Saturday, December 27, 2008

Disgusted...

with myself for letting our apartment get so god damn filthy.

As I write from my living room couch there are dirty plates sitting to my left, newspapers all over the floor, shoes everywhere, emtpy cig packs at every turn and don't even get me started on the kitchen or bathrooms...let's just say that I will be throwing some things away that have been "growing" on me the past couple weeks rather than washing them because they are that digusting. I have probably around three or four bags of trash to put out and Hannah is just sitting here next to me probably thinking about how much of a slob I've been this year. I've just grown kind of numb to everything lately and so has Billy. It's like we're both trying to avoid responsibilities at the moment.

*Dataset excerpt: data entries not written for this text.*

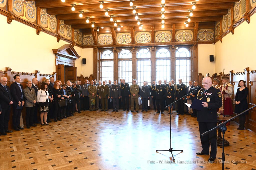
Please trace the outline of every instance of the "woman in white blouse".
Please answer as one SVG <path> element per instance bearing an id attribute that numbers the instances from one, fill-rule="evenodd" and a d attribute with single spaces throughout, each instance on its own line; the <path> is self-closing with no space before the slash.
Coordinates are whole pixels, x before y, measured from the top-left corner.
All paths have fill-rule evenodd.
<path id="1" fill-rule="evenodd" d="M 41 113 L 41 125 L 44 126 L 49 124 L 46 122 L 47 113 L 49 111 L 49 93 L 48 92 L 47 84 L 43 82 L 40 89 L 37 92 L 37 102 L 39 107 L 39 112 Z M 44 122 L 43 118 L 45 122 Z"/>

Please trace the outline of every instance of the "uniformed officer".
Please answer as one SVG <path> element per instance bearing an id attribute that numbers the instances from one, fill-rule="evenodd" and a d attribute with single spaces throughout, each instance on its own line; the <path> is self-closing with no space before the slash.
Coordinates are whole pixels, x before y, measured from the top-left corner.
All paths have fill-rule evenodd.
<path id="1" fill-rule="evenodd" d="M 148 102 L 150 96 L 150 93 L 149 88 L 146 85 L 146 82 L 143 82 L 143 85 L 141 86 L 140 88 L 140 91 L 141 98 L 142 101 L 142 110 L 141 111 L 143 111 L 146 110 L 147 111 Z"/>
<path id="2" fill-rule="evenodd" d="M 116 80 L 114 81 L 114 84 L 112 85 L 109 89 L 110 91 L 110 96 L 113 102 L 113 111 L 118 111 L 119 106 L 119 99 L 121 96 L 121 89 L 120 86 L 116 84 Z"/>
<path id="3" fill-rule="evenodd" d="M 156 81 L 154 80 L 153 81 L 153 84 L 151 85 L 150 87 L 150 95 L 151 98 L 152 98 L 152 101 L 153 103 L 153 106 L 154 106 L 154 110 L 156 110 Z"/>
<path id="4" fill-rule="evenodd" d="M 101 86 L 101 81 L 99 80 L 99 85 L 96 86 L 97 87 L 97 93 L 96 94 L 96 101 L 95 101 L 95 102 L 96 102 L 95 105 L 96 105 L 96 110 L 99 109 L 99 105 L 100 101 L 101 100 L 100 99 L 100 90 Z"/>
<path id="5" fill-rule="evenodd" d="M 186 88 L 187 86 L 185 84 L 182 83 L 182 80 L 181 78 L 179 79 L 179 84 L 176 85 L 175 97 L 176 100 L 178 100 L 186 95 Z M 180 100 L 177 102 L 178 103 L 178 107 L 179 113 L 177 115 L 184 115 L 184 99 L 183 98 L 182 100 Z"/>
<path id="6" fill-rule="evenodd" d="M 123 80 L 123 82 L 124 80 Z M 134 102 L 135 102 L 136 107 L 136 111 L 137 113 L 139 112 L 139 103 L 138 101 L 138 99 L 139 98 L 139 92 L 140 91 L 140 86 L 138 84 L 136 84 L 137 81 L 136 79 L 134 79 L 132 81 L 133 83 L 131 85 L 130 87 L 130 92 L 131 92 L 131 106 L 130 112 L 133 112 L 134 109 Z"/>
<path id="7" fill-rule="evenodd" d="M 156 113 L 160 113 L 160 108 L 159 107 L 159 103 L 161 106 L 161 114 L 164 113 L 164 102 L 163 101 L 164 95 L 165 93 L 165 89 L 164 86 L 162 84 L 162 81 L 158 81 L 158 84 L 156 86 L 156 107 L 157 111 Z"/>
<path id="8" fill-rule="evenodd" d="M 210 130 L 217 126 L 217 110 L 222 105 L 220 91 L 212 86 L 211 79 L 206 77 L 203 79 L 202 84 L 204 88 L 197 94 L 197 98 L 203 102 L 204 107 L 201 110 L 197 111 L 197 121 L 199 127 L 200 138 L 203 149 L 197 155 L 209 155 L 210 143 L 211 152 L 208 161 L 210 163 L 216 157 L 217 153 L 217 132 L 212 131 L 204 136 L 201 134 Z"/>
<path id="9" fill-rule="evenodd" d="M 90 111 L 92 111 L 92 104 L 91 100 L 92 99 L 96 98 L 96 94 L 97 93 L 97 87 L 96 86 L 93 85 L 94 81 L 92 80 L 91 81 L 91 84 L 88 86 L 88 92 L 89 94 L 89 105 L 90 106 Z M 96 110 L 95 105 L 92 105 L 92 109 L 94 110 Z"/>
<path id="10" fill-rule="evenodd" d="M 104 111 L 104 109 L 108 111 L 108 99 L 110 97 L 109 87 L 106 85 L 106 81 L 103 81 L 103 85 L 101 85 L 100 89 L 100 99 L 101 99 L 101 105 L 102 105 L 101 111 Z"/>
<path id="11" fill-rule="evenodd" d="M 125 83 L 125 79 L 123 79 L 123 83 L 121 83 L 120 88 L 121 88 L 121 96 L 120 97 L 122 98 L 123 107 L 124 109 L 123 111 L 125 111 L 126 106 L 126 110 L 129 111 L 129 97 L 131 97 L 131 93 L 130 92 L 130 86 L 129 84 Z M 125 100 L 126 100 L 126 105 Z"/>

I ended up not going to see a movie afterall this year around Christmas, mainly due to lack of time, sleep, and money honestly. I have so many bills to pay and working two jobs is already starting to wear on me a bit even though it's just been two weeks so far and I'm supposed to do this for at least six more months! Its really cut into my poker time as I expected to happen but even now when I have some time off I just find myself too tired to even play for an hour. I'd rather veg out on GTA4, the pool game in particular is addicting. I love videogames and I hate to admit it but I've noticed that in the past few years whenever I would lock myself away to play videogames for hours on end it usually means one and one thing only: I'm trying to ignore something that's more important. In this case, for right now I think I've been avoiding the cleaning, the bills, the everything that's so damn depressing that I've just sorta zoned in on GTA4 lately as a way to "get away" from it all. It makes perfect sense since I don't smoke weed or cigs, nor do I drink myself to sleep-I just play games (or eat) to get the same effect. I don't think I get like that all that easily but I know that I'm incredibly stressed right now, and I don't know how it started. It's probably a good thing James and Thinh aren't in town right now or I'd be hanging out with one of them instead of doing some proper cleaning or doing laundry or whatever else I know I should be taking care of because I just don't feel like doing ANYTHING lately and that's why everything is so damn filthy and I can't stand myself for letting this happen but I'm so tired all the time, I don't drink coffee or energy drinks but I'm finding myself having both a lot lately just to do something.